I was a giant fan of The Monkees when I was a kid, so this movie was very close to my heart. I thought that they did a great job finding four guys who resembled them so well. This movie had a really good balance between the whimsical side of the group we know from the TV show, and the behind the scene struggles concerning creative control over their music. I felt like I was really watching the Monkees in concert whenever they hit the stage, because I was sooo enjoying hearing the songs again. I loved the feel-good ending too, which made their roller coaster ride of a journey pay off with honest sentiment. Very decent job done here, in my opinion.

Cynthia S.
Cynthia S.

Super Reviewer

Daydream Believers: The Monkees Story gave me more than I expected, but then again I wasn't expecting much in the first place. It's a fairly shallow experience that doesn't give you too much new on the background of the Monkees television show, but what it does do it does well. Luckily. Daydream Believers is the reanactment of the story of the Monkees, starting with the creation of the television show to the breakout success of the show and the start of Monkeemania and ending at their inevitable downfall after the release of their only big screen outing "Head". Really, that's it.
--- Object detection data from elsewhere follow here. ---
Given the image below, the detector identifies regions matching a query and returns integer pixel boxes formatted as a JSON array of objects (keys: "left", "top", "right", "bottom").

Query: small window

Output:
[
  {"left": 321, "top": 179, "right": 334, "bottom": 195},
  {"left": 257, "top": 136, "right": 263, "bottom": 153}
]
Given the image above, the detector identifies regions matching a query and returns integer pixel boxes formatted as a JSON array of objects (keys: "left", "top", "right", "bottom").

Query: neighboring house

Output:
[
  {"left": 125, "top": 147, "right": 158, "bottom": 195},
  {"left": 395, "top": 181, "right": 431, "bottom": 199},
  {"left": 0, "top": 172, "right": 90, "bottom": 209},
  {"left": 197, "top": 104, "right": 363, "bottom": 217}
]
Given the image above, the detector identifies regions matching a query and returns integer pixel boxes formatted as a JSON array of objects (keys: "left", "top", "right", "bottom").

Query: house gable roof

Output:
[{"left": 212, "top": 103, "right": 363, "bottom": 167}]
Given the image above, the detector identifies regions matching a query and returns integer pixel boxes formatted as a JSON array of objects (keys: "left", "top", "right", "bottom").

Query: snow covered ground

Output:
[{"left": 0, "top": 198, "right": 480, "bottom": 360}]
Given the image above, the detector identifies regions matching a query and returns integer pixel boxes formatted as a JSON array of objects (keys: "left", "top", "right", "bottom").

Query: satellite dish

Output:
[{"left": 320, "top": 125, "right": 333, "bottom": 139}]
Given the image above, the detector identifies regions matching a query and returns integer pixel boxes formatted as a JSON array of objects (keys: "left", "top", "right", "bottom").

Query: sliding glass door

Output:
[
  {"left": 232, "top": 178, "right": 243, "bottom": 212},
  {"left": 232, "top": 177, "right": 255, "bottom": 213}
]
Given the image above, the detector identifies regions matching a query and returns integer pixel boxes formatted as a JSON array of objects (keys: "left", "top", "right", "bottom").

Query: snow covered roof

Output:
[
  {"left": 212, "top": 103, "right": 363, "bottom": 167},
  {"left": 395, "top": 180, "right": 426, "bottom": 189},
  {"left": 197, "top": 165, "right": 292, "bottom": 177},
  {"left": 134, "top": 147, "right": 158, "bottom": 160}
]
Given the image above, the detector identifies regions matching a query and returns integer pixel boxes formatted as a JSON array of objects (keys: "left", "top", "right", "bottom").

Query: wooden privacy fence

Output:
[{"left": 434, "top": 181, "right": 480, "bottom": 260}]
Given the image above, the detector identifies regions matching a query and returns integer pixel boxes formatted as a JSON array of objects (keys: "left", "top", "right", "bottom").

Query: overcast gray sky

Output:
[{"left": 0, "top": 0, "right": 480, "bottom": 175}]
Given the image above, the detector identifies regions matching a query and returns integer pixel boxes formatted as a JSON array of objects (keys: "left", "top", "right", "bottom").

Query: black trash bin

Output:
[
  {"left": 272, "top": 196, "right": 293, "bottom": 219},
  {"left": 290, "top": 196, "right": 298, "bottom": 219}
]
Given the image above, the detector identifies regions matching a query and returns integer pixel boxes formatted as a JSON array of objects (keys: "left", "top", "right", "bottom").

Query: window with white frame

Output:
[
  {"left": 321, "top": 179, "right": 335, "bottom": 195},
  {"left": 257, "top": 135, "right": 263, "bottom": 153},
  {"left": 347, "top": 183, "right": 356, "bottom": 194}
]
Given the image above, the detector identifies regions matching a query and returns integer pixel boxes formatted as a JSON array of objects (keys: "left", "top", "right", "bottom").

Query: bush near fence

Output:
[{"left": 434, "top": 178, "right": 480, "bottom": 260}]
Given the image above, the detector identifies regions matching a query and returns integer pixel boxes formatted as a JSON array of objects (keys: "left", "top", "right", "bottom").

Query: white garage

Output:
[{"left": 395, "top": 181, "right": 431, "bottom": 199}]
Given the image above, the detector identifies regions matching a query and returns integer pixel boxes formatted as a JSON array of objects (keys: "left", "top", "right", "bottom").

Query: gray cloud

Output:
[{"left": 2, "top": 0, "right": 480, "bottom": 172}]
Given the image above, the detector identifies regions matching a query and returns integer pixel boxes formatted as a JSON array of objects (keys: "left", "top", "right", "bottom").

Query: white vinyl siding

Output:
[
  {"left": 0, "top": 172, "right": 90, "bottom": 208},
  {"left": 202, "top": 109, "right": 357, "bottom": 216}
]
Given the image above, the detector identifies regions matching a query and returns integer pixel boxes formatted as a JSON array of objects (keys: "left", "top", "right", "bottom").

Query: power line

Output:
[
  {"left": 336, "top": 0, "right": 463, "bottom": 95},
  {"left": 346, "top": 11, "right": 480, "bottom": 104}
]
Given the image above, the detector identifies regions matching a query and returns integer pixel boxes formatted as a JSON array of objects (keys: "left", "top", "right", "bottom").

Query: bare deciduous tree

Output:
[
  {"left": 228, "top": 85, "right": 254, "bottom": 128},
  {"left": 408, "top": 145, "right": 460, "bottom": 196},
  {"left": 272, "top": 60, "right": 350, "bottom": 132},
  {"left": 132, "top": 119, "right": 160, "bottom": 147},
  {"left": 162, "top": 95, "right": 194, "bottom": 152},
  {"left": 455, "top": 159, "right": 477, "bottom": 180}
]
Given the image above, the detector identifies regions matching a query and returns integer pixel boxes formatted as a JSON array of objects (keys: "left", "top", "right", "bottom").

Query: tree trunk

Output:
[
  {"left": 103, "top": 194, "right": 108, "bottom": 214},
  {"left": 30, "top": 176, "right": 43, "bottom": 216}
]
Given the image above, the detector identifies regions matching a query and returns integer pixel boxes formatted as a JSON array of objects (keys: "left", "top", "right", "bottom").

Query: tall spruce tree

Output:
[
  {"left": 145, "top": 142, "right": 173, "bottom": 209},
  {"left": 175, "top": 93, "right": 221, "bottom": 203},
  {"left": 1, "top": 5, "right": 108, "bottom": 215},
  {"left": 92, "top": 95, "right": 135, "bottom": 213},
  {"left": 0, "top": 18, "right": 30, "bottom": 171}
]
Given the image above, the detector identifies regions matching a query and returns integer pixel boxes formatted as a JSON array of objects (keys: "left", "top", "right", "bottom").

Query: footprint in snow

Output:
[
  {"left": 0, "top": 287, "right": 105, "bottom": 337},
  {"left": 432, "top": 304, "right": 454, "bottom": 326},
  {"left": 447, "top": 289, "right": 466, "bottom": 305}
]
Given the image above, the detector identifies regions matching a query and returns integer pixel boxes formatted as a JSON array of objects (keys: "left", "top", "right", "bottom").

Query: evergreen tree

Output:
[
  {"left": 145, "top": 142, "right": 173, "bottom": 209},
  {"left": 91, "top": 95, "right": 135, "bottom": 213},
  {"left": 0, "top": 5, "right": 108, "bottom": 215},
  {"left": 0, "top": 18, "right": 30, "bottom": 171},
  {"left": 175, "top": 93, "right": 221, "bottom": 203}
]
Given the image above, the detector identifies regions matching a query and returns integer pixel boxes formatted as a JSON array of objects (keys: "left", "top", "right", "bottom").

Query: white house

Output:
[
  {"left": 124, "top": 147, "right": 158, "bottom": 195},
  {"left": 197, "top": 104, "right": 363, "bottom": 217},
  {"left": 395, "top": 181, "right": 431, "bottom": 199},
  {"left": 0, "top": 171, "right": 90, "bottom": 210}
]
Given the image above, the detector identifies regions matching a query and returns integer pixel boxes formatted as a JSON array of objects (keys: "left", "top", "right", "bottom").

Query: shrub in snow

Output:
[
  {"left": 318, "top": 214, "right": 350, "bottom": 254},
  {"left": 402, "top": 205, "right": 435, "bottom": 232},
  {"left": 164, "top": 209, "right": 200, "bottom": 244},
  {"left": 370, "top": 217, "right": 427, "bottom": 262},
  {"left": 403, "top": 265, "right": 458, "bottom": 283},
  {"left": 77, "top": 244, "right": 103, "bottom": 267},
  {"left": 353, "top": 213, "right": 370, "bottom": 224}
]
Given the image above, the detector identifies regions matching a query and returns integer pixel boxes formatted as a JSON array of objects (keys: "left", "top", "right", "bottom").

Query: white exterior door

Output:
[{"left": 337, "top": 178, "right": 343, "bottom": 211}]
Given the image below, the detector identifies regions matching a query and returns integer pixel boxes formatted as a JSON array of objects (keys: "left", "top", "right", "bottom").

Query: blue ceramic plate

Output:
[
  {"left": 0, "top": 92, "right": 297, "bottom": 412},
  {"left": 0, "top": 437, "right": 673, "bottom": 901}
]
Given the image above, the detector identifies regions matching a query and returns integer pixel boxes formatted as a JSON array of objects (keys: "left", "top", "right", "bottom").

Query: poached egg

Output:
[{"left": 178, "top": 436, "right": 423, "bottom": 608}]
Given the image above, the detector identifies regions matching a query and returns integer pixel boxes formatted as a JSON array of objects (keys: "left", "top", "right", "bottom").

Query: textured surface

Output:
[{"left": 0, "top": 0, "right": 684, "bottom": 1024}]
The unfortunate part of this reinterpretation is the lack of new information. In a movie like this, I'm looking for new facts that I didn't know before heading into the movie. The problem was I left only shaking my head because of the sugarcoated nature of the film. We never get a true look into the members' relationships with each other and any arguements that occur are quickly mended and forgotten, so somehow there's no character development in characters based off of real people. The character that receives, in my opinion, the most character development is probably Peter and Mike who seem to gain the most attention in this movie, but it's minimal. The extreme contrast of the actors speaking voices and the dubbed over singing borders on the Beatles Cartoon show levels, being to the point of laughability. However, the one praise I can lend to this movie is the casting. The actors they picked to play the Monkees do their job very well and while are not perfect, they resemble their real life counterparts. As well as they do perfect the one thing that a movie with the Monkees' antics in it needs: Hilarity. I had just as much fun if not more fun watching these four romp around and act silly as I did watching the original television show. Yeah, I said it. While I had fun watching it, I still ended the film feeling melancholy. Maybe it's because of the sugarcoated ending that made the whole history of the Monkees seem so happy and pleasant or maybe the still lingering memory of Davy Jones' death three months ago. I don't know. Either way, if you're a Monkees fan like I am, you may enjoy this. Those looking to get into the Monkees shouldn't use this as their first impression. Watch the real Monkees television show, or better yet listen to their music. (Real Rating: 62%)

Catherine Sumida
Catherine Sumida

Many bio-pics have an unusual fall-off point for viewer satisfaction depending on how big a fan of the subject the viewer is. A moderate fan can accept historical inacuracies or dramatic licence without even noticing, but a devouted fan will bristle at ever departure from real history. That's my problem with Daydream Believer. It does a good job taking the truly dramatic and twist-filled saga of The Monkees and condencing it into a standard formula flick, that formula is astoundingly different from reality on many occasions. Some of these discrepencies are nitpicky little things (like Mockey going to the public Monkees try outs when he actually had a private audition) but the oh-so-fake happy ending is far too much to forgive. Still, the cast does a good job capturing the spirit of the real Monkees, and the soundtrack is an obvious winner. There are much better sources to go to if you want the real story of The Monkees, but as pure entertainment, Daydream Believer is okay.